Diciamo no ai ghetti a luci rosse, bisogna liberare le strade

10/02/2015  La zona “a luci rosse” prevista all’Eur è ipocrita e umiliante. Il mondo cattolico unito: spezziamo il meccanismo infernale.

A Roma, a breve, su proposta di Andrea Santoro, presidente del IX Municipio, potrà nascere nel quartiere Eur, a sud della capitale, una zona a luci rosse dove la prostituzione sarà praticamente legale. Contrari all’iniziativa non solo gli esponenti dei partiti d’opposizione, ma anche parte della maggioranza. Nonostante questo il sindaco Marino, preoccupato per il decoro della sua città, assicura che vedremo la prima zona entro aprile e, per mostrare il “bene” che sta dietro a questo progetto, promette tutela e protezione per le donne che vendono il loro corpo per strada.

Il degrado delle vie dove le donne sono costrette a prostituirsi è qualcosa che dà fastidio.
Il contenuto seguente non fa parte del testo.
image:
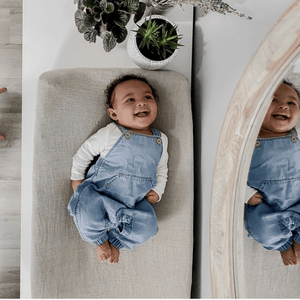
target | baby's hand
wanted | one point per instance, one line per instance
(255, 199)
(152, 197)
(75, 184)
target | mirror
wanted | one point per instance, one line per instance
(236, 260)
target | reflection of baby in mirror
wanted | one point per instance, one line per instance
(273, 192)
(111, 207)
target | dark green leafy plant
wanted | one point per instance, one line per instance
(157, 39)
(106, 19)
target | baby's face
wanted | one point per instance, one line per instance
(134, 106)
(283, 113)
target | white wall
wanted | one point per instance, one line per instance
(223, 47)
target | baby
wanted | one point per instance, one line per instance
(111, 204)
(273, 210)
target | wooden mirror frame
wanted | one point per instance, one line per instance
(244, 117)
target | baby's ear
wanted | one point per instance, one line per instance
(111, 112)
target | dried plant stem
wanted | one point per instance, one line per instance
(213, 5)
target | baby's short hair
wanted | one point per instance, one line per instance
(122, 78)
(289, 83)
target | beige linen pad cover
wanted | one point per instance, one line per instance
(70, 108)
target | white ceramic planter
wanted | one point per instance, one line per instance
(138, 58)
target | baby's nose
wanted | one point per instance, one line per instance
(283, 106)
(142, 103)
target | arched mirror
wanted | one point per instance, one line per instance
(240, 267)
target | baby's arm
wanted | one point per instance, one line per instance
(252, 196)
(75, 184)
(88, 150)
(162, 174)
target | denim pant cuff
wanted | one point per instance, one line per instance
(113, 240)
(101, 240)
(286, 246)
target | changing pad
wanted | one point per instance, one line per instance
(70, 108)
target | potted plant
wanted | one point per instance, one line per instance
(153, 42)
(106, 19)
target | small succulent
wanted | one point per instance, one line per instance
(106, 19)
(159, 39)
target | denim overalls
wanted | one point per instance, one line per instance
(110, 203)
(275, 173)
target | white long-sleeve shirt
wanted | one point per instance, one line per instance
(101, 142)
(251, 191)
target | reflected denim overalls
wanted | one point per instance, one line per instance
(110, 203)
(275, 173)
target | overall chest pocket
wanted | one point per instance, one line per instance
(281, 194)
(129, 189)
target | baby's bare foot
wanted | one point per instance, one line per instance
(115, 254)
(296, 248)
(103, 251)
(289, 257)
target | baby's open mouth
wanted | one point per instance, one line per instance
(280, 116)
(142, 113)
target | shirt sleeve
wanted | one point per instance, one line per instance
(89, 149)
(162, 169)
(249, 193)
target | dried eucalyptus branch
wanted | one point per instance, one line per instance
(213, 5)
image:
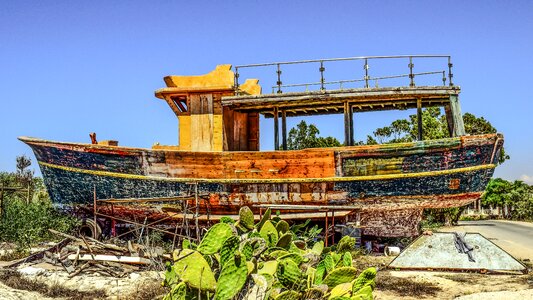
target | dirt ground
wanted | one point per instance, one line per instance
(390, 284)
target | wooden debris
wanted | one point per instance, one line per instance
(112, 258)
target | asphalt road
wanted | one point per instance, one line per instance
(512, 236)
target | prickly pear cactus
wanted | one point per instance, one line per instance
(178, 292)
(318, 247)
(227, 251)
(227, 220)
(258, 290)
(347, 259)
(341, 290)
(340, 275)
(288, 273)
(266, 217)
(285, 240)
(214, 238)
(289, 295)
(269, 233)
(363, 294)
(297, 258)
(365, 277)
(191, 267)
(232, 278)
(282, 226)
(347, 243)
(246, 249)
(269, 267)
(246, 217)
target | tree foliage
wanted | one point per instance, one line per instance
(517, 196)
(434, 126)
(306, 136)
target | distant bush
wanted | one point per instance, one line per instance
(28, 224)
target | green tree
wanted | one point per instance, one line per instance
(306, 136)
(434, 126)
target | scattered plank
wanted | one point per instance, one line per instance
(112, 258)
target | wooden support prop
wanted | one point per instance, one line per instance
(458, 125)
(113, 258)
(276, 129)
(352, 137)
(419, 117)
(284, 128)
(347, 128)
(449, 119)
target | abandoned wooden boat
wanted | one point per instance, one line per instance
(385, 187)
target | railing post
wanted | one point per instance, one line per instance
(366, 73)
(322, 69)
(279, 80)
(236, 81)
(411, 75)
(450, 74)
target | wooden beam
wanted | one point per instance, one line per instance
(449, 119)
(284, 128)
(419, 117)
(347, 128)
(276, 129)
(458, 125)
(352, 140)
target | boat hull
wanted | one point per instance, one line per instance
(396, 178)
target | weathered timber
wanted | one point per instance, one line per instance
(419, 118)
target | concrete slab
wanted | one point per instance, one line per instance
(438, 252)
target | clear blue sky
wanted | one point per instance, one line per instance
(68, 68)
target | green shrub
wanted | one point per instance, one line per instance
(28, 224)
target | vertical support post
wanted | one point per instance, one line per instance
(279, 79)
(94, 205)
(326, 230)
(276, 129)
(196, 213)
(419, 117)
(450, 66)
(2, 201)
(347, 128)
(411, 75)
(284, 128)
(366, 73)
(449, 119)
(236, 81)
(458, 125)
(322, 69)
(352, 139)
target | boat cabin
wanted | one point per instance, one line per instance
(216, 113)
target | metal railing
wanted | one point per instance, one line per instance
(366, 78)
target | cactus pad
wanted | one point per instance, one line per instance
(227, 251)
(347, 260)
(365, 277)
(214, 238)
(340, 275)
(288, 295)
(284, 240)
(192, 268)
(246, 217)
(282, 226)
(288, 273)
(232, 278)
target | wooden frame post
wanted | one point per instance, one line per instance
(419, 117)
(347, 124)
(352, 138)
(276, 129)
(284, 129)
(458, 125)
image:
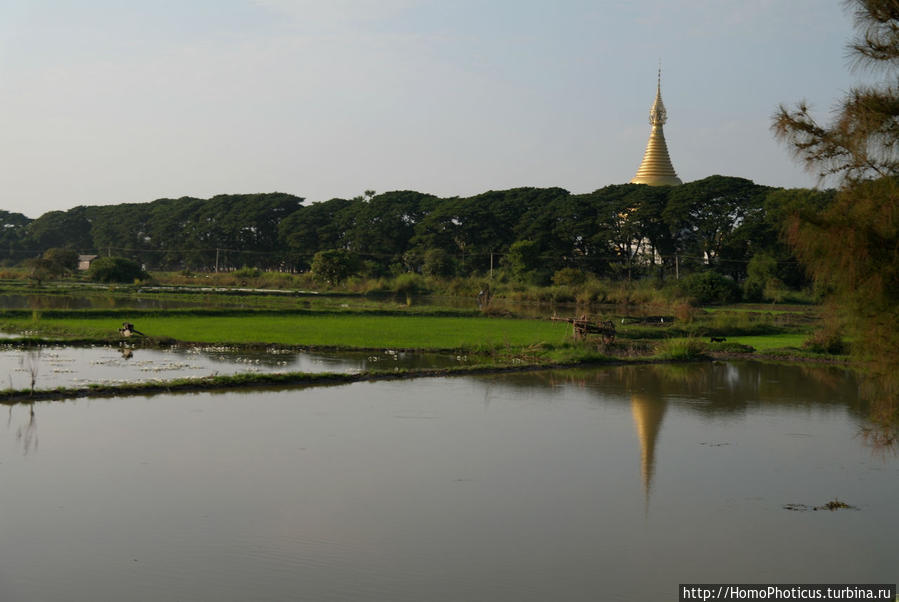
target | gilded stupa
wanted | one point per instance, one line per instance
(656, 168)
Ma l’idea che per porre fine a questo spettacolo sia auspicabile un “ghetto” è ipocrita. Troppa gente fa finta di non sapere che le ragazze, spesso giovanissime se non minorenni, costrette a lavorare sulla strada, sono schiave. Ipocrita è chi crede che per loro sia un beneficio continuare a esercitare un lavoro umiliante e contrario alla dignità della persona ma in un luogo “protetto”.
Queste donne vanno, invece, liberate dalla condizione in cui si trovano. E i loro aguzzini vanno perseguiti. Non aiutati a proseguire lo sfruttamento.

Chiara la posizione della Chiesa con le parole di monsignor Enrico Feroci, direttore della Caritas di Roma: «Se lo si vuole, la schiavitù della prostituzione può essere debellata». Legalizzarla significa «accettare l’idea che un minorenne venga sfruttato per i propri interessi. E questo è assurdo. Si permette che si utilizzino altre persone per i propri comodi senza che a nessuno importi di loro».

Grida il suo no anche l’Associazione Giovanni XXIII, fondata da don Oreste Benzi, da sempre in prima fila per aiutare chi vuole uscire dal giro dello sfruttamento. Il responsabile Giovanni Ramonda condanna con fermezza la scelta dell’amministrazione romana. E rilancia, invitando ad affrontare il fenomeno come accade in altri Paesi europei: contrastando la domanda e istituendo un sistema di multe per i clienti per debellare il fenomeno: «I clienti sono di fatto i primi sfruttatori della donna, e in secondo luogo finanziatori del racket. Debellare la prostituzione è possibile, da mesi abbiamo presentato al Governo una proposta di legge per adottare in Italia il “modello nordico” che li sanziona».  Su questo il sindaco Marino, da “buon cattolico”, non ha nulla da dire?